Depuis plusieurs mois, la vague d'intelligence artificielle (IA) initiée par ChatGPT semble occuper la majeure partie de l'attention des investisseurs. Ce n'est pas vraiment le cas de Serena qui a décidé de s'intéresser, plus en amont, aux fondations technologiques avec son nouveau fonds Data Ventures II. Le premier volet, créé en 2017 et focalisé essentiellement sur l'IA et le big data, a permis d'investir 70 millions d'euros dans des entreprises comme Dataiku, Mindee, Odaseva ou encore Accenta.
«Data Ventures II s'inscrit dans la continuité de nos efforts et n'est pas né avec la mouvance autour de l'IA générative», insiste Bertrand Diard, Partner chez Serena, lors d'une table ronde organisée ce jeudi pour officialiser le lancement du nouveau fonds. À ses côtés, Paul-François Fournier, directeur exécutif innovation de Bpifrance et Paul Midy, député de l’Essonne et membre du Conseil national du Numérique, participent aussi à l'événement.
Un focus sur la couche infrastructures, la blockchain et le quantique
Serena Data Ventures II se concentre sur 3 briques fondamentales. Il y a ainsi la «modern data stack» et l'IA d'une part ; à savoir l'architecture permettant une meilleure automatisation de la gestion, l'analyse et la gouvernance des données. La blockchain d'autre part, qui permet notamment de renforcer la confiance dans cette gestion des données. Et enfin, l'informatique quantique, présentée comme la source prochaine de ruptures dans les domaines de la cryptographie, de la découverte de médicaments, ou encore de l'optimisation et de la modélisation climatique.
«Les infrastructures technologiques ont toujours été le cœur invisible mais bel et bien vital de l’économie. Pourtant, 80 % de l’investissement se concentrent sur ce qui est visible : les couches applicatives», analyse Bertrand Diard. «Notre positionnement, c’est de s’attaquer aux 20 % restants, oubliés par les VCs.» Soutenu par des investisseurs institutionnels, dont Bpifrance via le Fonds national d’amorçage 2 et le Fonds européen d’investissement, et des investisseurs privés, le nouveau fonds souhaite investir en early-stage des tickets entre 500 000 et 3,5 millions d’euros.
Il sera piloté par Bertrand Diard lui-même, entrepreneur à l’origine de Talend, un éditeur de logiciel spécialisé dans l’intégration de données coté au Nasdaq. L’équipe d’investisseurs s’appuiera également sur Floriane de Maupeou, experte en technologies transformationnelles, et Matthieu Lavergne, ancien entrepreneur dans la tech.
Un enjeu de souveraineté d'autant plus marqué
«80 % des participations de Data Ventures I sont aujourd’hui présentes aux États-Unis», précise Bertrand Diard. «Notre valeur ajoutée réside dans la dimension internationale que nous donnons très tôt aux entrepreneurs français et européens que nous soutenons.» Au total, les entreprises du portefeuille ont ainsi levé plus de 350 millions d’euros auprès de fonds de renom comme Salesforce Ventures, GGV Capital, Eight Roads ou encore Balderton.

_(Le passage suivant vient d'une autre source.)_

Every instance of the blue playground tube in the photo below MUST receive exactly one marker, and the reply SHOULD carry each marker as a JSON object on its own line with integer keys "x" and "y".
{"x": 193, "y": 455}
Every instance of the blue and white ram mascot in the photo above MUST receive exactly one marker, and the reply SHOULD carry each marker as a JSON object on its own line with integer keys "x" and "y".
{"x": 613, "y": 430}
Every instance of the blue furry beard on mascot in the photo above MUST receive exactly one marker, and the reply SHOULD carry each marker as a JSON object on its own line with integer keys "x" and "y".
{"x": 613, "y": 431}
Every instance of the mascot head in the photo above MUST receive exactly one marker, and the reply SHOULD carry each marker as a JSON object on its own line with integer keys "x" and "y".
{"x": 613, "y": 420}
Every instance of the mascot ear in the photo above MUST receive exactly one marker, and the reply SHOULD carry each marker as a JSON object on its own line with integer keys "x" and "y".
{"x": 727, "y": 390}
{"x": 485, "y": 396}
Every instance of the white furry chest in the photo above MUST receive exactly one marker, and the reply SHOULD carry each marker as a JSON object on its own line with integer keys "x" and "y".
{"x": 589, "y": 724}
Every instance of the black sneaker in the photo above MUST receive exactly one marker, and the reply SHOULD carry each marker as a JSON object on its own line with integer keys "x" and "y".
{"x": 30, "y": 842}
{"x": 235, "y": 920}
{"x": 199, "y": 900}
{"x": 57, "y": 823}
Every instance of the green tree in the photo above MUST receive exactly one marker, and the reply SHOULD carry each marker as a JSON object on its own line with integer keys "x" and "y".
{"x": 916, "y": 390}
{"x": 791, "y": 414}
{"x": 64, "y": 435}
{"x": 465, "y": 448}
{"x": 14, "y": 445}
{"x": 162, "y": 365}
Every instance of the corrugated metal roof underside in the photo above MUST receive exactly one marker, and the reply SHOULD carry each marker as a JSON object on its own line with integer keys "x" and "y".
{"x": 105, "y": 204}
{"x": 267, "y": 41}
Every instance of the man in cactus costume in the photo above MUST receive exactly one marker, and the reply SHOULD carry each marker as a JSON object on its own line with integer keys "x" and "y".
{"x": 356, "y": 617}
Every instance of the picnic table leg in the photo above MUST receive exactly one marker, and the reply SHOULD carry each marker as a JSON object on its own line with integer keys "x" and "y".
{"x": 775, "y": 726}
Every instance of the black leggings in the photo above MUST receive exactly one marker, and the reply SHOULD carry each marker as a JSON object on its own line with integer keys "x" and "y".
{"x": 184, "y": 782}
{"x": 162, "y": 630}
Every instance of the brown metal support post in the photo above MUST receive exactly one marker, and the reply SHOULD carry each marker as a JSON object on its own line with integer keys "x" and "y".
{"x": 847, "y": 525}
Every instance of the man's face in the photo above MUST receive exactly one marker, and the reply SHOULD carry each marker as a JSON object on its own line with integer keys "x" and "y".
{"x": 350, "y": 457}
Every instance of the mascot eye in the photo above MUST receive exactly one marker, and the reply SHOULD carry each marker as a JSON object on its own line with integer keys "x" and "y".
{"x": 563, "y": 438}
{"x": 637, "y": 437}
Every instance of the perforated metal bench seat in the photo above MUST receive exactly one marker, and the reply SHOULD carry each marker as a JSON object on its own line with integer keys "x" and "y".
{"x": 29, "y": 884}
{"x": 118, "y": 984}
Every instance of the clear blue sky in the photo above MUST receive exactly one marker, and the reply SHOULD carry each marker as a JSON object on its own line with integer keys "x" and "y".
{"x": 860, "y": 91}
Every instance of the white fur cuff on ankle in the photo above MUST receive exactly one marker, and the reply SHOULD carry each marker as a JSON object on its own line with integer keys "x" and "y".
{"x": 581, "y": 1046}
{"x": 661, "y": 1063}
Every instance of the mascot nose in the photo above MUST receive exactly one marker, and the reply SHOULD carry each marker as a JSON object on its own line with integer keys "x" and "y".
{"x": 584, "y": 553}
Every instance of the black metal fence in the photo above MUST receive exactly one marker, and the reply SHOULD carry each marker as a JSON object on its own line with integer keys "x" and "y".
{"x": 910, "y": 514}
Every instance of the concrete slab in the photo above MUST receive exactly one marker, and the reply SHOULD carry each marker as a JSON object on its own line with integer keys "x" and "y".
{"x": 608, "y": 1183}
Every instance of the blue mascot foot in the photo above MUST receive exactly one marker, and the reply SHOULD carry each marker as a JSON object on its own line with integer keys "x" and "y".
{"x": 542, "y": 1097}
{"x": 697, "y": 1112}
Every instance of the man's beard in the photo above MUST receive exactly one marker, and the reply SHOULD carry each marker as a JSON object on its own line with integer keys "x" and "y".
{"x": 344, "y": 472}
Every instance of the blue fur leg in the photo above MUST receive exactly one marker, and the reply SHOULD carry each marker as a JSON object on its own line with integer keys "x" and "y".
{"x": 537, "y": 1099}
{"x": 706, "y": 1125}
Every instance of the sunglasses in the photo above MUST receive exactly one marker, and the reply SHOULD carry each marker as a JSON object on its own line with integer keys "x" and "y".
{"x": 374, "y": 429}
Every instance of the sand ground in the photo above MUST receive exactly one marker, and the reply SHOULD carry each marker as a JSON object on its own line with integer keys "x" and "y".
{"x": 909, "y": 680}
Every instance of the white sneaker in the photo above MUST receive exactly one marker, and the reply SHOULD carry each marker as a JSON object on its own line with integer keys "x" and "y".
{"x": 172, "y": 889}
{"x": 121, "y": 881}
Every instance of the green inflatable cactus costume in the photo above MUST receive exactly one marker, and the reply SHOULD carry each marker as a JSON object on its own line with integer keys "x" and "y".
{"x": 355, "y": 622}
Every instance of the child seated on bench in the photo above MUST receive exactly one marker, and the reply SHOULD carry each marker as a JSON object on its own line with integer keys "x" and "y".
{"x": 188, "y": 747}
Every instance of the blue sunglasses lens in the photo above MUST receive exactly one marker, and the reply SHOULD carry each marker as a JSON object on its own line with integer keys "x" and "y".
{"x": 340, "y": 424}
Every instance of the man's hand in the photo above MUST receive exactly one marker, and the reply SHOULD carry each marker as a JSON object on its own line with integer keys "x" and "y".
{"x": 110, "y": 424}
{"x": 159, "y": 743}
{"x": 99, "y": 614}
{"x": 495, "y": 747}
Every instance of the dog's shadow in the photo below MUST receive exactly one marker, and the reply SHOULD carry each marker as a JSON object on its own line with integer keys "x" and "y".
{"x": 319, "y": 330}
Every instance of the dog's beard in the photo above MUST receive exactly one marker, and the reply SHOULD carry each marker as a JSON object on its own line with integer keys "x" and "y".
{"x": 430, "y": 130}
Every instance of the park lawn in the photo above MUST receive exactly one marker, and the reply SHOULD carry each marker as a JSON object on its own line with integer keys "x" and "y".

Smartphone en main pour justifier son propos, Paul Midy intervient : «Ce téléphone est fabriqué en Chine et commercialisé aux États-Unis, c'est un peu la honte, fustige-t-il. On pourrait le faire nous-mêmes mais il est temps pour l'Europe de se réveiller sur ces sujets d'innovation.» Même son de cloche du côté de Paul-François Fournier qui appelle à la création d'une «industrie de venture capital européenne» pour ne pas louper cette fois-ci les prochaines vagues technologiques. Ce dernier mise sur la deeptech et la capacité française à opérer le transfert des technologies de laboratoire pour s'imposer, tout en faisant valoir le plan de 54 milliards d'euros mobilisés dans France 2030 et l'objectif d'atteindre la création de 500 startups par an.
Si la France et l'Europe peuvent se targuer d'un riche vivier de talents, les principaux freins à leur développement dans la tech restent le morcellement réglementaire ainsi que la massification des financements - qui restent encore très anecdotiques face aux États-Unis. Serena conclut en ajoutant la capacité à dénicher les pépites de demain à même de répondre à des enjeux de rupture. Le mot de la fin est d'ailleurs accordé à Patrick Mollard, CEO de la fintech spécialisée dans la blockchain Fipto, ainsi que Niccolo Somaschi, cofondateur de Quandela, startup montante dans la photonique quantique. Ces deux projets font partie des premières jeunes pousses financées dans le cadre de Data Ventures II.